이에 따라, 생성순서 결정부(130)는 제1 NA 개수 및 제2 NA 개수를 고려하여 아래와 같은 생성순서대로 변수를 생성할 수 있다.Accordingly, the generation order determination unit 130 may generate variables in the following generation order by considering the number of first NAs and the number of second NAs.

<변수 생성순서><Variable creation order>

변수 5 → 변수 2 → 변수 3 → 변수 1 → 변수 4Variable 5 → Variable 2 → Variable 3 → Variable 1 → Variable 4

위 예시에서, 변수 5가 나머지 변수들과 비교하여 상대적으로 다른 변수들에 대한 영향도가 가장 큰 것으로 파악할 수 있다. 즉, 생성순서 결정부(130)는 제1 NA 개수 및 제2 NA 개수를 고려하여 원본자료에 포함된 복수 개의 변수들 중 다른 변수들에 대한 영향도가 큰 변수부터 먼저 생성되도록 변수들의 생성순서를 자동으로 결정할 수 있다. In the above example, it can be seen that variable 5 has the greatest influence on other variables compared to the remaining variables. That is, the generation order determination unit 130 determines the generation order of variables so that variables with greater influence on other variables are generated first among a plurality of variables included in the original data, considering the number of first NAs and the number of second NAs. can be determined automatically.

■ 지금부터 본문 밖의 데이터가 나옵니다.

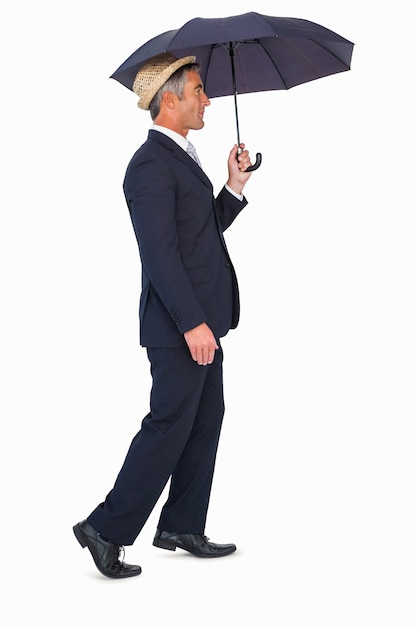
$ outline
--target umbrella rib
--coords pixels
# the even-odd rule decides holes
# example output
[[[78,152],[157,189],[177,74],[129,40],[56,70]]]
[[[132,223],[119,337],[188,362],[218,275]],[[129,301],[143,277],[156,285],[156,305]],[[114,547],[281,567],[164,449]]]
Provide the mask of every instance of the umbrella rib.
[[[285,89],[289,89],[287,83],[285,82],[285,79],[283,77],[283,75],[281,74],[281,72],[279,71],[278,66],[276,65],[275,61],[273,60],[273,58],[271,57],[271,55],[269,54],[268,50],[263,46],[262,44],[262,40],[257,39],[256,41],[254,41],[254,43],[259,44],[262,47],[262,50],[265,52],[265,54],[267,55],[267,57],[269,58],[269,60],[271,61],[272,65],[275,67],[276,72],[278,74],[278,76],[280,77],[280,79],[282,80],[283,85],[285,86]]]

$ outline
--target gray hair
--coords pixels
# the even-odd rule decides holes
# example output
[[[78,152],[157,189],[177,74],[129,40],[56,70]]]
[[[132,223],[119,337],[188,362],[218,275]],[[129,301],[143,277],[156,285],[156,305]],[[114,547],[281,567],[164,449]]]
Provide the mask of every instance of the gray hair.
[[[189,63],[188,65],[183,65],[176,72],[174,72],[172,76],[168,78],[168,80],[162,85],[162,87],[160,87],[149,105],[149,112],[151,114],[152,120],[154,120],[159,115],[162,94],[165,91],[172,91],[172,93],[175,93],[175,95],[178,96],[180,100],[182,100],[187,79],[187,72],[192,71],[200,71],[199,63]]]

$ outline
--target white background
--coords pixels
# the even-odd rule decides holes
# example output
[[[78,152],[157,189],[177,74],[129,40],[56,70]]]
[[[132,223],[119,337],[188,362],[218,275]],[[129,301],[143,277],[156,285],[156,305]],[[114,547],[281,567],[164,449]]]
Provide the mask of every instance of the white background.
[[[148,410],[140,266],[122,195],[148,113],[110,74],[193,17],[256,10],[355,43],[352,70],[242,95],[263,164],[227,242],[242,316],[207,534],[219,560],[152,547],[111,581],[72,526],[111,488]],[[415,626],[415,46],[409,5],[256,8],[15,2],[1,41],[1,463],[8,624]],[[219,190],[233,99],[192,138]]]

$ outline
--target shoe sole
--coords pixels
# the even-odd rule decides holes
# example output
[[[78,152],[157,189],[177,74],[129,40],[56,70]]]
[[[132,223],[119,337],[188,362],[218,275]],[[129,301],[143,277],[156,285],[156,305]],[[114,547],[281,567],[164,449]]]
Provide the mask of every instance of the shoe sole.
[[[153,545],[156,546],[157,548],[162,548],[163,550],[175,551],[177,548],[180,548],[181,550],[185,550],[186,552],[188,552],[189,554],[192,554],[193,556],[198,556],[199,558],[203,558],[203,559],[219,559],[223,556],[229,556],[229,554],[233,554],[233,552],[236,551],[236,548],[235,548],[234,550],[231,550],[230,552],[226,552],[225,554],[201,554],[201,552],[194,552],[192,550],[189,550],[185,546],[177,546],[175,543],[170,543],[169,541],[166,541],[164,539],[159,539],[159,538],[155,538],[153,540]]]
[[[86,548],[87,547],[87,542],[85,540],[83,531],[80,528],[80,525],[76,524],[75,526],[72,527],[72,530],[74,531],[74,535],[76,536],[77,541],[80,544],[80,546],[82,548]]]

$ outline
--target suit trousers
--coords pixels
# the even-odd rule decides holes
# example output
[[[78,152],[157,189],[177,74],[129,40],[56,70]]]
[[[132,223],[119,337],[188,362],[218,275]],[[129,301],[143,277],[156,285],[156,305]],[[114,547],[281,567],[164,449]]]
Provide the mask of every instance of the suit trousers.
[[[113,489],[87,518],[103,537],[132,545],[168,480],[158,528],[204,534],[224,415],[223,352],[201,366],[188,348],[148,348],[150,412]]]

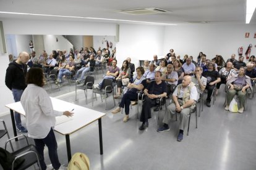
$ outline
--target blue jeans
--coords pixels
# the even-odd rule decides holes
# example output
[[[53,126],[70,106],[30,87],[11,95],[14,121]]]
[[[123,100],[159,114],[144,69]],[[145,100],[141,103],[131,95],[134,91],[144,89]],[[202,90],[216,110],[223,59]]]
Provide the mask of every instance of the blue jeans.
[[[75,78],[78,79],[78,77],[79,76],[79,74],[82,72],[81,78],[80,80],[83,79],[83,77],[87,72],[90,71],[90,67],[82,67],[77,71],[77,75],[75,75]]]
[[[103,76],[103,79],[114,79],[114,77],[113,76]],[[99,83],[99,87],[101,88],[101,86],[102,86],[102,83],[103,82],[103,80],[102,80],[100,83]]]
[[[61,68],[59,71],[59,75],[58,78],[62,81],[62,77],[64,75],[69,75],[70,74],[70,71],[67,68]]]
[[[34,139],[35,147],[40,158],[40,166],[43,170],[46,169],[46,165],[45,163],[43,150],[45,145],[48,148],[49,158],[54,169],[59,169],[61,163],[59,161],[59,157],[57,153],[57,142],[55,138],[53,130],[51,128],[49,134],[44,139]]]
[[[21,96],[24,91],[20,90],[20,89],[12,89],[12,95],[14,95],[14,101],[15,102],[20,102]],[[14,112],[14,119],[15,119],[15,122],[16,123],[16,127],[18,128],[22,126],[20,114],[15,111]]]

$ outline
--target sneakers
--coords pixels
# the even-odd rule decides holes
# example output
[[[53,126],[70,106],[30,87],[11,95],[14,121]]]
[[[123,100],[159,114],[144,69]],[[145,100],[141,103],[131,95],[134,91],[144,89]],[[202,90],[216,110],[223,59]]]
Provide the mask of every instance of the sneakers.
[[[179,135],[177,137],[177,140],[179,142],[181,142],[183,140],[183,134],[182,133],[179,133]]]
[[[227,111],[229,111],[229,106],[226,105],[226,107],[225,107],[225,110],[227,110]]]
[[[67,167],[65,166],[64,164],[61,165],[59,167],[59,170],[67,170]]]
[[[53,166],[51,164],[46,165],[46,170],[54,170]]]
[[[17,132],[21,132],[21,133],[27,133],[28,130],[27,130],[26,128],[25,128],[23,126],[20,127],[16,127],[16,130]]]
[[[158,132],[163,132],[164,131],[169,131],[170,130],[170,128],[169,128],[169,126],[168,127],[163,126],[162,127],[159,128],[157,129],[157,131]]]
[[[117,107],[117,108],[116,108],[115,110],[113,110],[111,111],[112,113],[117,113],[118,112],[120,112],[121,111],[121,108],[120,107]]]
[[[124,119],[122,119],[122,121],[124,122],[127,122],[129,121],[129,115],[126,115],[124,118]]]
[[[244,112],[244,108],[242,107],[239,110],[238,110],[238,113],[242,113]]]
[[[139,127],[139,130],[143,131],[145,130],[147,127],[148,127],[148,122],[142,123],[142,125],[140,125],[140,127]]]
[[[208,107],[211,107],[211,102],[207,101],[206,105],[207,105]]]

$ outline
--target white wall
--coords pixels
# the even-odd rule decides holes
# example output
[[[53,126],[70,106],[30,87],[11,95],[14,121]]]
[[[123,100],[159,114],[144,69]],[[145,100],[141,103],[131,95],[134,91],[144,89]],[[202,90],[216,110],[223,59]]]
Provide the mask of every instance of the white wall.
[[[75,49],[78,49],[79,51],[81,47],[83,47],[83,36],[82,35],[68,35],[67,36],[67,39],[73,44]]]
[[[29,42],[30,41],[33,41],[32,35],[17,34],[15,36],[17,52],[18,55],[22,51],[25,51],[30,54],[30,49],[29,47]]]
[[[117,65],[130,57],[139,66],[139,60],[153,60],[153,55],[163,55],[164,26],[120,24],[119,42],[116,43]]]
[[[99,47],[101,49],[106,48],[106,40],[108,40],[109,44],[110,42],[113,44],[112,49],[109,48],[109,50],[114,49],[116,44],[114,36],[93,36],[93,47],[95,50],[97,51]]]
[[[56,38],[58,39],[58,42]],[[62,36],[44,35],[43,40],[45,50],[48,54],[51,54],[53,50],[60,49],[62,51],[66,49],[67,51],[69,51],[70,49],[73,48],[73,45]]]
[[[245,32],[250,38],[245,38]],[[174,49],[181,58],[185,54],[197,57],[202,51],[212,59],[216,54],[230,58],[233,53],[237,55],[239,47],[244,47],[243,55],[249,44],[252,44],[251,55],[256,54],[255,25],[198,25],[192,26],[166,26],[164,33],[164,54]]]

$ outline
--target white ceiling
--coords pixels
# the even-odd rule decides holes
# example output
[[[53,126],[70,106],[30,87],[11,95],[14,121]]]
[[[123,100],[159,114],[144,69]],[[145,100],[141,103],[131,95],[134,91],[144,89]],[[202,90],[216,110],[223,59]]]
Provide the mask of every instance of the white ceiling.
[[[255,0],[256,1],[256,0]],[[245,23],[246,0],[0,0],[0,11],[143,21],[155,23],[211,24]],[[164,14],[133,15],[116,12],[122,9],[156,7],[173,11]],[[255,12],[256,13],[256,12]],[[250,24],[256,23],[256,14]],[[84,20],[117,22],[84,18],[60,18],[0,14],[0,18]],[[124,22],[118,22],[123,23]]]

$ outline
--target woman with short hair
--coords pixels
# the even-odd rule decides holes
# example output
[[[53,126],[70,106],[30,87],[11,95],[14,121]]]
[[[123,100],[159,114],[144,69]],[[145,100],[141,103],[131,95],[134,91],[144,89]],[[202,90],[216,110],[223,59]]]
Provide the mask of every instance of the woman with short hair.
[[[20,103],[26,113],[28,136],[34,139],[35,147],[41,158],[40,163],[42,169],[46,169],[43,153],[45,145],[48,148],[51,169],[66,169],[59,161],[58,145],[53,127],[56,121],[55,116],[72,116],[73,113],[53,110],[51,99],[43,88],[43,70],[39,68],[32,68],[27,74],[26,83],[28,86],[23,92]]]
[[[239,102],[237,102],[238,112],[242,113],[244,111],[244,102],[246,97],[246,89],[252,89],[250,77],[245,75],[245,69],[241,67],[238,71],[238,75],[233,75],[228,81],[226,85],[229,86],[229,89],[227,94],[227,102],[225,110],[229,110],[230,103],[236,94],[237,94]]]

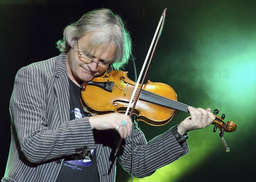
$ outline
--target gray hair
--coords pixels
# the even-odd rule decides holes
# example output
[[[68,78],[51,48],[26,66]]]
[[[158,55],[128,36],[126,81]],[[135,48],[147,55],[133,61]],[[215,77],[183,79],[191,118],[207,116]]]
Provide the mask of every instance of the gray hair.
[[[105,9],[88,12],[65,28],[63,39],[57,42],[57,47],[61,52],[67,53],[74,47],[76,40],[88,35],[91,35],[87,37],[87,47],[91,50],[96,50],[104,44],[115,46],[112,63],[114,69],[118,70],[127,64],[131,53],[131,40],[119,16]]]

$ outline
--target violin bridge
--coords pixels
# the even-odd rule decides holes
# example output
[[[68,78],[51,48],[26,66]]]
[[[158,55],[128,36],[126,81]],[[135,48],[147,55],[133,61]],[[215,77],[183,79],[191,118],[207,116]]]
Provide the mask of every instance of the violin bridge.
[[[124,94],[124,96],[125,96],[125,95],[126,94],[126,92],[127,92],[127,90],[128,89],[128,83],[127,83],[127,84],[126,84],[126,88],[125,88],[125,94]]]

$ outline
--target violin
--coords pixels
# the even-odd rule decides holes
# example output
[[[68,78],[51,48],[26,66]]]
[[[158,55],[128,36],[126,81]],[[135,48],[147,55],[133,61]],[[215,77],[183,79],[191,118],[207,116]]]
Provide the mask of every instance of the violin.
[[[85,111],[93,115],[125,112],[136,83],[127,74],[127,71],[111,70],[89,82],[84,82],[81,102]],[[143,85],[133,114],[137,116],[137,121],[154,126],[162,126],[170,122],[179,111],[189,112],[189,105],[177,100],[177,95],[171,86],[148,80]],[[218,128],[220,137],[222,137],[224,132],[236,131],[236,125],[233,121],[227,123],[224,122],[224,114],[221,117],[217,116],[218,109],[215,110],[213,113],[215,117],[212,123],[214,125],[213,131]]]
[[[133,114],[136,115],[137,121],[143,121],[154,126],[161,126],[171,121],[174,114],[179,111],[189,112],[189,106],[177,101],[177,95],[170,86],[150,81],[143,84],[163,30],[166,9],[165,9],[162,14],[137,82],[128,78],[127,72],[121,70],[108,71],[89,82],[84,82],[81,102],[85,111],[92,115],[113,112],[125,113],[126,115],[129,113],[131,117]],[[154,46],[142,83],[139,84],[154,43]],[[236,131],[236,125],[232,121],[228,122],[227,124],[225,123],[224,120],[225,114],[222,114],[221,118],[218,117],[218,109],[215,110],[213,113],[215,117],[212,123],[214,125],[213,132],[215,132],[217,128],[220,129],[219,136],[221,137],[226,151],[228,152],[229,148],[223,136],[224,131],[231,132]],[[116,150],[116,157],[122,139],[119,140]]]

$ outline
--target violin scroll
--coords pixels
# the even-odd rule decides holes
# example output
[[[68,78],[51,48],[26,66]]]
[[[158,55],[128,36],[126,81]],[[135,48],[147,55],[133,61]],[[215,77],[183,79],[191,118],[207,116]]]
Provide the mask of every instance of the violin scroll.
[[[217,116],[219,113],[219,111],[218,109],[215,109],[213,111],[213,114],[215,115],[215,120],[213,122],[212,124],[214,125],[213,128],[213,132],[216,132],[217,128],[220,129],[220,136],[222,137],[224,134],[224,132],[233,132],[235,131],[236,129],[236,125],[233,121],[228,121],[226,124],[224,122],[225,118],[225,114],[223,114],[221,117],[220,118]]]

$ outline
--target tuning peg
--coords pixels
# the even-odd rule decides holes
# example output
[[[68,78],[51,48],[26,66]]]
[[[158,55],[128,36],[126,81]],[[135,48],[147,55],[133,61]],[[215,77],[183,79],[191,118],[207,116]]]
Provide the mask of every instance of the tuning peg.
[[[214,111],[213,111],[213,114],[214,114],[214,115],[217,115],[218,114],[218,109],[214,109]]]
[[[225,118],[225,114],[223,114],[222,116],[221,116],[221,119],[224,120],[224,118]]]
[[[222,136],[223,136],[223,135],[224,134],[224,129],[222,129],[220,131],[220,137],[222,137]]]

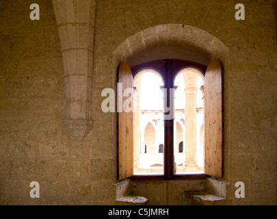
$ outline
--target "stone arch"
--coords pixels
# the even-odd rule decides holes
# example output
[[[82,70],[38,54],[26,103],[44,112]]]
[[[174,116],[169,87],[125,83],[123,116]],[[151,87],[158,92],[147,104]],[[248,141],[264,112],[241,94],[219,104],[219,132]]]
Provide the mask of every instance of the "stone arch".
[[[209,60],[220,58],[229,51],[219,39],[198,27],[159,25],[139,31],[122,42],[113,53],[114,64],[117,66],[120,61],[127,61],[144,51],[164,46],[178,46],[179,49],[189,47],[204,53]]]

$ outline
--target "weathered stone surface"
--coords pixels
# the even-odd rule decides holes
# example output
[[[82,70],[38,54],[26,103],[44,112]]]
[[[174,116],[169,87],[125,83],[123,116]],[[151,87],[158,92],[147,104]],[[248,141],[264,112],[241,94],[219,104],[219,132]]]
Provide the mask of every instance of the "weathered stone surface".
[[[189,45],[224,66],[226,201],[276,205],[275,1],[244,1],[246,21],[227,0],[36,3],[33,21],[29,1],[0,1],[0,204],[114,204],[116,114],[102,112],[101,91],[116,88],[120,62]],[[204,182],[133,185],[147,205],[189,205],[183,191]]]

상술한 바와 같이, 재현자료 생성부(140)는 필터링된 원본자료(A')로부터 재현자료를 생성하되, 생성순서 결정부(130)에서 결정된 생성순서에 따라 필터링된 원본자료 내 변수들에 대한 데이터를 재현자료 생성모델에 순차적으로 입력하여 재현자료(B')를 생성할 수 있다. 또한, 후처리부(150)는 제1 제약조건에 기초하여 전처리부(120)에서 제거된 변수를 복원하고, 제2 제약조건에 기초하여 재현자료(B') 내 이상치를 제거함으로써 최종 재현자료(B)를 생성할 수 있다. As described above, the reproduction data generation unit 140 generates reproduction data from the filtered original data (A'), and generates reproduction data for the variables in the filtered original data according to the generation order determined in the generation order determination unit 130. Reproduction data (B') can be generated by sequentially inputting data into the reproduction data generation model. In addition, the post-processing unit 150 restores the variables removed in the pre-processing unit 120 based on the first constraints and removes outliers in the reproduction data (B') based on the second constraints, thereby removing the final reproduction data ( B) can be created.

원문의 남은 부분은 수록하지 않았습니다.